Design Guidelines and SDK Update with Improved Headtracking
Along with the new certification program, Google is launching a series of design guidelines for VR app developers. As a nascent category, you’ll find varying methods of input and inconsistent user experience paradigms across Android VR apps. Google wants to help developers understand best practices and encourage consistency in interaction design across apps. The new design guidelines focus on “overall usability, as well as common VR pitfalls,” the company says.
Furthermore, the Google is launching the latest round of updates to the Cardboard SDKs for Android and Unity which will come with improved headtracking (now with a neck-model) and better drift correction.
VR for Everyone
The goal of Cardboard is not to be the end-all-be-all of VR, but instead to make it easy for people to try the technology.
“Ultimately at the heart of the Cardboard project is something that works and works extremely well to give people their first taste of VR,” said Nartker.
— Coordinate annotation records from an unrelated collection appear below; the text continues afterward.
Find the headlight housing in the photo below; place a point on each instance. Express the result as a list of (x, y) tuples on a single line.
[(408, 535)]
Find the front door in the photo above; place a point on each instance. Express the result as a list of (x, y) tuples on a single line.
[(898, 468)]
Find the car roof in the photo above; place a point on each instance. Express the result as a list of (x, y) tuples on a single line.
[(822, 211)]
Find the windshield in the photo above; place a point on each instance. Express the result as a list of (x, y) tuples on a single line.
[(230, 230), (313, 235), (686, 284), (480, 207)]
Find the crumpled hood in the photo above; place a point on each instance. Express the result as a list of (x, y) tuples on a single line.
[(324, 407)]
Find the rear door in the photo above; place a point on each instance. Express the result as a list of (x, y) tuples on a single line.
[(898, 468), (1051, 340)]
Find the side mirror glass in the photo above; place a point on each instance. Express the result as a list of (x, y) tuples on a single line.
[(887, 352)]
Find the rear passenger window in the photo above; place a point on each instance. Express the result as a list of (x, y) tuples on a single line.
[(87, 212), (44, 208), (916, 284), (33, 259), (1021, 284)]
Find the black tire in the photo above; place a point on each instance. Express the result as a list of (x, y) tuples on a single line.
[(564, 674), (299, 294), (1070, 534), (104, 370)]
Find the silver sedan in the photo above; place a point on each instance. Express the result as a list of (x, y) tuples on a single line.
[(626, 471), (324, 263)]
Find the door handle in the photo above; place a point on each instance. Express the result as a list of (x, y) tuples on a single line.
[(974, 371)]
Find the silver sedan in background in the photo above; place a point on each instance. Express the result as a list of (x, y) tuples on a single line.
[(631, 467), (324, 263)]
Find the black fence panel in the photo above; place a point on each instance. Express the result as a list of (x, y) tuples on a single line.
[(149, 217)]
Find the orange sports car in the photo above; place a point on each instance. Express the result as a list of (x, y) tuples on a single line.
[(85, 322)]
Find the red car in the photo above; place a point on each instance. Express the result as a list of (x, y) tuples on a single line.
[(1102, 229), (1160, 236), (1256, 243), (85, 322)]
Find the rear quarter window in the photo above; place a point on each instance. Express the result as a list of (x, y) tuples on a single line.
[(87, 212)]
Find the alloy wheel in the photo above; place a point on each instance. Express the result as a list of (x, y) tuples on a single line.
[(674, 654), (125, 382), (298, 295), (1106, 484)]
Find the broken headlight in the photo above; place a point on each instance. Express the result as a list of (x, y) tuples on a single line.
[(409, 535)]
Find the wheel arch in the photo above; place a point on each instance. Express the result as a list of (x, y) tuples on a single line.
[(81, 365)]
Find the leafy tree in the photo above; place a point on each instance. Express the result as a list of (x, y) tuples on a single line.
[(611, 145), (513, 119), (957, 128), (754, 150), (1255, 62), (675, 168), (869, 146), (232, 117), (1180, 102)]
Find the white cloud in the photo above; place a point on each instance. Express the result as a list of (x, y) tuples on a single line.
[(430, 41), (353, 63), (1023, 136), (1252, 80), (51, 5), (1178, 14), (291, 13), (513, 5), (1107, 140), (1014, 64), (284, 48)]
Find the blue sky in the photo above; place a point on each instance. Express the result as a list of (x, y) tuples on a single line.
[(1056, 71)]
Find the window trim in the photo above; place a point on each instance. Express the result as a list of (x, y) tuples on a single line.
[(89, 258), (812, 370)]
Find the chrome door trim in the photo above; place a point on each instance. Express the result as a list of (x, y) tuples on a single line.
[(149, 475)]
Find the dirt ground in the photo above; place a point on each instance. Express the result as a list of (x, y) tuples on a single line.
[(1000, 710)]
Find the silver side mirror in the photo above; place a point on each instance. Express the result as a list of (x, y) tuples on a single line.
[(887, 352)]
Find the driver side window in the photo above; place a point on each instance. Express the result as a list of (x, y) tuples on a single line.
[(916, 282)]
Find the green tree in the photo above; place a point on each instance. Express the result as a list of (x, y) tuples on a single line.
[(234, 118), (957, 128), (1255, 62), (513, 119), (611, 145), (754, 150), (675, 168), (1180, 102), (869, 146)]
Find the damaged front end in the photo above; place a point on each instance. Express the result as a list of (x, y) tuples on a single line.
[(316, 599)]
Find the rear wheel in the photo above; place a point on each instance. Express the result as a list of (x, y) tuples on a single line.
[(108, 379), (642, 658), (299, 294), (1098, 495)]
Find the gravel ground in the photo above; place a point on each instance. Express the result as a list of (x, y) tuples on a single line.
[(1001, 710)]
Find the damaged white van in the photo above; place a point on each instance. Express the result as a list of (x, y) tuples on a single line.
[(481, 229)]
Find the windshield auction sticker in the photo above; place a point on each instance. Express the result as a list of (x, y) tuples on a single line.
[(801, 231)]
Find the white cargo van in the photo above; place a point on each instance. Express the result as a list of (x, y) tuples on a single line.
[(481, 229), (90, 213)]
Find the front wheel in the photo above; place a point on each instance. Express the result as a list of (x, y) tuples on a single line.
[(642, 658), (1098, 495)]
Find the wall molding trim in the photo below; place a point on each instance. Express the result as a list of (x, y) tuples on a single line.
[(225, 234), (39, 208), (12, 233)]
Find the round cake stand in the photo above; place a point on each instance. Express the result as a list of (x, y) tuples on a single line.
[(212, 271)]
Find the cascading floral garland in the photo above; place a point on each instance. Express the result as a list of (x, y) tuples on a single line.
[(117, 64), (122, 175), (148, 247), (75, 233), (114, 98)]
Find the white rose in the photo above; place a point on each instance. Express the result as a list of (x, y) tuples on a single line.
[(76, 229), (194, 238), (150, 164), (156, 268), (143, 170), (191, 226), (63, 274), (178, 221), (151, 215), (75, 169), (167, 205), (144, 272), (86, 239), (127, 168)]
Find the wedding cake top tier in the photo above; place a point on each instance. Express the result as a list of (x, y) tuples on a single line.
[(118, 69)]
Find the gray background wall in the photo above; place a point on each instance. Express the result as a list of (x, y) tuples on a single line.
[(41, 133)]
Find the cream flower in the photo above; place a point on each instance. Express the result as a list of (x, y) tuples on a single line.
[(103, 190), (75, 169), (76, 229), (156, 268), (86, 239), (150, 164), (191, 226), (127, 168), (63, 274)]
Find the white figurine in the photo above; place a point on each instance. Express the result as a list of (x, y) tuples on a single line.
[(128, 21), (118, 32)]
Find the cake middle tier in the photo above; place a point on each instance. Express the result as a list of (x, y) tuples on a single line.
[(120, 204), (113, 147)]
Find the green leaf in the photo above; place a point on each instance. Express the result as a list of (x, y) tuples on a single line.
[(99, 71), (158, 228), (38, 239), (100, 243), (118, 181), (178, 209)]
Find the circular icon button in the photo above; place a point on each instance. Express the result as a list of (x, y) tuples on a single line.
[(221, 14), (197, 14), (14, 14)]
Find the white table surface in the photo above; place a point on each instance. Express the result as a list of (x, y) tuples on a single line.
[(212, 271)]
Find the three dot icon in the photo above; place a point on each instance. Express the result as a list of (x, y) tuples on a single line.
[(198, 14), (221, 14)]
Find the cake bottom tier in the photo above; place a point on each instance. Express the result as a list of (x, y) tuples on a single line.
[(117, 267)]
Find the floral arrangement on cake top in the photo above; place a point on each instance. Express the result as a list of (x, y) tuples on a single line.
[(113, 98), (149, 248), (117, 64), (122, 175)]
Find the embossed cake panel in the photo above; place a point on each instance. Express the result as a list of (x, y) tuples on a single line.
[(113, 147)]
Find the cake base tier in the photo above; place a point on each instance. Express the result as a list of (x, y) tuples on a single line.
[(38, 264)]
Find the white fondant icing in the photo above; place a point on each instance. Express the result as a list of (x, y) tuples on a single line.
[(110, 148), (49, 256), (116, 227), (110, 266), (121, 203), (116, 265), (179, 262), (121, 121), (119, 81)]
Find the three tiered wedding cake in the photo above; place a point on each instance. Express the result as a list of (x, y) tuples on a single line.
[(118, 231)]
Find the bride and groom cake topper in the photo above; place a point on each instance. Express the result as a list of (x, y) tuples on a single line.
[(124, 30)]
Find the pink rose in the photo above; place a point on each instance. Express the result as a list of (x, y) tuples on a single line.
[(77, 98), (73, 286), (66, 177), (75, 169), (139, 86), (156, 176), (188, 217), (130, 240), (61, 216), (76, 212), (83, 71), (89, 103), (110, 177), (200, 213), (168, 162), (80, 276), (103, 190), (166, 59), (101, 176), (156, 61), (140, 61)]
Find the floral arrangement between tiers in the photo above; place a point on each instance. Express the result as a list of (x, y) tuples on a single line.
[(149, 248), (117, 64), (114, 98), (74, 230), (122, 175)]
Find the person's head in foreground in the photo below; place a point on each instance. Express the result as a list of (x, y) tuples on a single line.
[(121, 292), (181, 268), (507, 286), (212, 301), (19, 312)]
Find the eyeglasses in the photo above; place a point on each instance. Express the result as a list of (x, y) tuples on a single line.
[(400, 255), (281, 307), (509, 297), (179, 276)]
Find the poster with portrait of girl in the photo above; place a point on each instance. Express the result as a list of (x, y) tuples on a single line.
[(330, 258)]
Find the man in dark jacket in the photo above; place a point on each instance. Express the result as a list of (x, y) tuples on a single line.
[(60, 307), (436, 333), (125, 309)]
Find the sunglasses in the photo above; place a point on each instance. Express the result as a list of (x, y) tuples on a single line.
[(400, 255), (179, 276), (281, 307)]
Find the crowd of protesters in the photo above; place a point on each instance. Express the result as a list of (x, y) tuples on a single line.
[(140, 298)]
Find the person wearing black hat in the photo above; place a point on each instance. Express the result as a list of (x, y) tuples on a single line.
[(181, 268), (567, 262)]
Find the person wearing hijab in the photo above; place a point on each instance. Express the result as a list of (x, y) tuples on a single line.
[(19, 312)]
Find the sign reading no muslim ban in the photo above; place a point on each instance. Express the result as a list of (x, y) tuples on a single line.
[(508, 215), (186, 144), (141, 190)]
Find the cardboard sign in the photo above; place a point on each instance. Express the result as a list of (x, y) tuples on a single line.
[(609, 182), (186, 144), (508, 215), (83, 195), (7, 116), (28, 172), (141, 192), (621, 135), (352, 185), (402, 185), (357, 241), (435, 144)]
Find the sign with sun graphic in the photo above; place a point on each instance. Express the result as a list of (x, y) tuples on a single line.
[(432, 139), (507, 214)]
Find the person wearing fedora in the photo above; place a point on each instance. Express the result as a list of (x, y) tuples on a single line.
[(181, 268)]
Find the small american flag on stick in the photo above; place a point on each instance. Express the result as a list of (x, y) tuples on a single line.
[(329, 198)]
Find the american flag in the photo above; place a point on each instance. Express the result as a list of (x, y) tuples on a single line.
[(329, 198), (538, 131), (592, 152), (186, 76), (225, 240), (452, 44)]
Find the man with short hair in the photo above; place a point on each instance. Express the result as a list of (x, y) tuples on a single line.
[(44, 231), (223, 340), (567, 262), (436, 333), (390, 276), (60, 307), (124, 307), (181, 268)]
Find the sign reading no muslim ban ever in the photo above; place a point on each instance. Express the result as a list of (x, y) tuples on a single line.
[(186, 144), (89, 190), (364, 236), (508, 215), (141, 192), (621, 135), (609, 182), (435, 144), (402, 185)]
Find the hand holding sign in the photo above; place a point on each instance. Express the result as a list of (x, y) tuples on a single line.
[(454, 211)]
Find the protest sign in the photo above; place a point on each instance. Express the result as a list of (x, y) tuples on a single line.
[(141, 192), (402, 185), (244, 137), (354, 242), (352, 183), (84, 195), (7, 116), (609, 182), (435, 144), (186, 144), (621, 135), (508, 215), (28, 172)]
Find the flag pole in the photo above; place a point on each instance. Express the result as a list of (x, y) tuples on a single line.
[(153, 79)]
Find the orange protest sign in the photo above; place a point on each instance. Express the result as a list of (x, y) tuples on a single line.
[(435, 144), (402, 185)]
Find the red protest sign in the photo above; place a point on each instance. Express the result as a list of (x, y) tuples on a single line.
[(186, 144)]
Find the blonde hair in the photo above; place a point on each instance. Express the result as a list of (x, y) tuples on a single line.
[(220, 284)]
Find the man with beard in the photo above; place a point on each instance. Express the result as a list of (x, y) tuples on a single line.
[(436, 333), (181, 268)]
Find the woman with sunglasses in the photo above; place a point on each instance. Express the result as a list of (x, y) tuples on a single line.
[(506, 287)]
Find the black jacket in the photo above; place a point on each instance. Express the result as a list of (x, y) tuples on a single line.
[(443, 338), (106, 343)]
Part of giving people an introduction to VR will be making Cardboard apps discoverable in Android’s Play Store. Having already created a specific section of the store for virtual reality apps, Google is going to further detail those apps with additional categories like Music & Video, Games, and Experiences.
“We want to make sure that any android developer can easily become a VR developer,” Nartker told me.
To date there are some 250 VR apps in the Play Store. The Works with Google Cardboard initiative also includes a badge that developers can place on the icon of their app to indicate that it’s a VR app that abides by the Works with Google Cardboard program once a user scans their headset’s QR code.
Performance Challenges
Although we’re seeing lots of progress from Google and Cardboard apps, one of the ecosystem’s major challenges is head tracking accuracy and latency. The issue is partly due to sensors that weren’t designed for headtracking in today’s phones, and to the Android pipeline which is better suited to use that data to decide if the phone is held in portrait or landscape, rather than high performance low-latency headtracking.
To tackle these challenges on Gear VR, Samsung added a high performance headtracking sensor to the headset itself (which is used in place of the phone’s own sensor) and also specifically modified the software of compatible phones to further reduce latency.
I asked Nartker if there were any optimization to be done to Android itself when it comes to Cardboard. While he wouldn’t talk specifics, he did say that the team is “definitely looking into Android-based improvements.”
When I asked if we’d soon see phone manufacturers including improved sensors in their phones specifically designed for headtracking, he told me he saw it as a possibility, so long as the demand is there.
“If users and content devs start building things that really start pushing the form factor and hardware forward, we see it as something that the industry will start to support.”